The suffrage movement became irrelevant after women won the right to vote. Now with career possibilites no longer limited by gender, some say the feminist movement too has essentially served its purpose.
Guest: Kay Hymowitz is a senior fellow at the Manhattan Institute and a contributing editor of City Journal. She wrote an article titled The End of Herstory for the Summer 2002 volume of City Journal.
Feminism, like the civil rights movement, achieved all its goals at some interminate point in the distant past and is only promoted/clung to by dinosaurs who have not yet realized their own liberation, or by demogogues who make baseless allegations of sexism/racism to promote their own interests.
Or so the neocon party line goes, I think. After their first sentence, I usually start singing "Hey Mister DJ, put a record on, 'til they stop talking 'bout this bullshit."
(Previous joke shameless ripped off from Margaret Cho.)

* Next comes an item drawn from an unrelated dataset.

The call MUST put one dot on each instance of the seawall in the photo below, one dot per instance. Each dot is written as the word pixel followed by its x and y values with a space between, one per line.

When you ask young women today if they think of themselves as feminists, more often than not they will pause for a moment. Then they will answer something like: Well, I believe in equal pay for equal work, or Yes, I do believe women should have choices, or Of course, I believe women should have equal rights.
If these are the principles that define feminism, then we are all feminists now. And the future belongs to feminism, too: a 2001 American Demographics survey of adolescent girls entitled The Granddaughters of Feminism found that 97 percent believe women should be paid equally, while 92 percent believe lifestyle choices should not be limited by sex.

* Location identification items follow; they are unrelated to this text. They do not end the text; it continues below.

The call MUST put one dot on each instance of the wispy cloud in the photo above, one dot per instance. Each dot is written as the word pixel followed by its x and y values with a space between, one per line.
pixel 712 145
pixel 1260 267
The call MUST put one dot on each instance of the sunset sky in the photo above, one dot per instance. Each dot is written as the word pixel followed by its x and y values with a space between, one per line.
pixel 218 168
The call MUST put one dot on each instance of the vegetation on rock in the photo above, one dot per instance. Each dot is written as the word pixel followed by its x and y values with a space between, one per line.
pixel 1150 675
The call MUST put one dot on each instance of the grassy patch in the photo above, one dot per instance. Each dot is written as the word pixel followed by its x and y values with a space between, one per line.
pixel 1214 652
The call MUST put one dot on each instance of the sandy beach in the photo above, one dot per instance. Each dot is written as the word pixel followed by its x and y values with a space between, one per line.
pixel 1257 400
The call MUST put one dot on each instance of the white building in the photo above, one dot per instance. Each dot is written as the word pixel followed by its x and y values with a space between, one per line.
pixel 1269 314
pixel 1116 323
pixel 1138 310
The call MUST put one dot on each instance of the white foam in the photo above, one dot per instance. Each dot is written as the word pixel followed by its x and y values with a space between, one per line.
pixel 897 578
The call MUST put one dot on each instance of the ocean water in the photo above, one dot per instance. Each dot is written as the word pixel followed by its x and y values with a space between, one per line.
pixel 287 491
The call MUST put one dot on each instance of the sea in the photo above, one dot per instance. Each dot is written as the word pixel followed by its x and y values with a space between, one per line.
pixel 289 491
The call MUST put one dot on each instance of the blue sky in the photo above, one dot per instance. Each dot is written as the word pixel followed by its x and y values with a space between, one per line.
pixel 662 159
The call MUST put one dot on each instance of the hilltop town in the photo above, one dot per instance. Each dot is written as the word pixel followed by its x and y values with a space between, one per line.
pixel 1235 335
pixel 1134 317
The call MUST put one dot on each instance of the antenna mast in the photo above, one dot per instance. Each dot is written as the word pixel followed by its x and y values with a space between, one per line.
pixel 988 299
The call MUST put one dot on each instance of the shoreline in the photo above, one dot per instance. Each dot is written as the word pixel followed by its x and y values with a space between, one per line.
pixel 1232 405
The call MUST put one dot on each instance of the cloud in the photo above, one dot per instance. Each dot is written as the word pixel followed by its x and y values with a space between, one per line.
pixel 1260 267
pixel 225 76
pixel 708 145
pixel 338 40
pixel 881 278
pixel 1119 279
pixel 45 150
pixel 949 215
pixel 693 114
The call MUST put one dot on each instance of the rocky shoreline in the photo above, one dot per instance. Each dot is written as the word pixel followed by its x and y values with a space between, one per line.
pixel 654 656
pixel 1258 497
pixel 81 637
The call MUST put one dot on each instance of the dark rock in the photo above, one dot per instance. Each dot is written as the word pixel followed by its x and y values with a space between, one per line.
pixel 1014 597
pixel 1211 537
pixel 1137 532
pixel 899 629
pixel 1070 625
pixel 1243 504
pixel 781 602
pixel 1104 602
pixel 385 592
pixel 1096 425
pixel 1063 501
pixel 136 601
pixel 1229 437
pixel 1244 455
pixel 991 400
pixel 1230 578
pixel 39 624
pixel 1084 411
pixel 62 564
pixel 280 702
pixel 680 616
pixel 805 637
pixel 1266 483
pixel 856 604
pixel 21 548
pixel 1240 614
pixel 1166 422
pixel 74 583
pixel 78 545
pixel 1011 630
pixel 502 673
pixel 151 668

[. . .] But how do we explain that pause that comes when you ask women if they consider themselves part of the movement? The truth is, very few Americans are capital F Feminists. Polls show that only about a quarter of women are willing to accept the label.
[. . .] Activists who try to make sense of these young feminists who are not Feminists conclude that the movement has an image problem. The reason so many people believe in feminist goals yet reject the label, they say, is that the media have given us a cartoon picture of liberationists as humorless, Birkenstock-wearing man-haters, our eras version of the old-fashioned spinster. Feminism is still an unfinished revolution, they say, and young women share its goals. They just dont like the packaging.
But this explanation falls far short. Feminism is not simply suffering from a P.R. problem. Its just over. As in finished.
No, think I managed to preserve her meaning. Darn. I am still but a learner, it appears.